Il manque de la confiance, de la candeur, un peu de profondeur, un brin de réflexivité philosophique, de l'intelligence subtile, de la solidarité, pourquoi pas de la fraternité ?

Aller donc lire la parabole des ouvriers de la vigne...

L'alternative, si on ne résout pas ces questions difficiles, est plus de misère, plus de pauvreté, la guerre, la révolution ?, le vrai chaos, pas celui des manifs !

dimanche 11 juillet 2010

Au pays des cheikhs en blanc et des dames en noir...


Les Emirats Arabes Unis (EAU), Dubai, Abu Dahbi, c'est au bout du monde, dans l'inconnu de l'altérité, et si on en a tous entendu parler, qu'en sait-ton ?


Une mission où j'ai joué le rôle d'un expert auprès des Nations Unies m'a envoyé là-bas pour 3 jours en juin 2010. Dans les interstices entre les réunions de travail et les rencontres sociales qui les accompagnent, quelques instants pour regarder et s'étonner, à la Candide.

Ma réunion traitait de capture du CO2, une technique pour réduire les émissions de gaz à effet de serre, donc d'un sujet écologique global s'il en est, l'atmosphère et la dispersion des gaz à effet de serre qui s'y pratique grâce aux lois de la physique, concrétisant cette réalité holistique, gaïenne, planétaire, globale pardon !

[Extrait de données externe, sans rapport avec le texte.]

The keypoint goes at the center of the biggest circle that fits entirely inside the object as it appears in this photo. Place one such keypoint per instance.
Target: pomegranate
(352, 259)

Les EAU sont les deuxièmes émetteurs de CO2 par habitant dans le monde: 32,8 t/cap derrière le Qatar et avant le Koweït, Bahrein, tous des voisins du Golfe Persique. Les Etats Unis, toujours pointés du doigt comme les pires pollueurs dans ce domaine, ne sont "qu'à" 19,1 t au 9ème rang, alors que la France, bardée de ses centrales nucléaires et de ses barrages, est à 5,8 au 59ème rang. Dans un pays protestant comme la Norvège, au 40ème rang mondial, on dirait que le pays recherche les moyens d'expier ses mauvaises performances dans ce domaine, d'autant qu'Abu Dhabi et Norvège sont par ailleurs de grands producteurs et exportateurs de pétrole. Un exportateur de pétrole est un exportateur, certes virtuel mais néanmoins très réel, en bout de chaîne de valeur, de CO2. Expiation, atonement, recherche du pardon par des actions de remédiation. Peu importe les explications relevant de l'éthique des relations internationales, le pays a invité l'ONU à se réunir ici, laquelle, selon ses statuts, se doit d'accepter ce genre d'invitation.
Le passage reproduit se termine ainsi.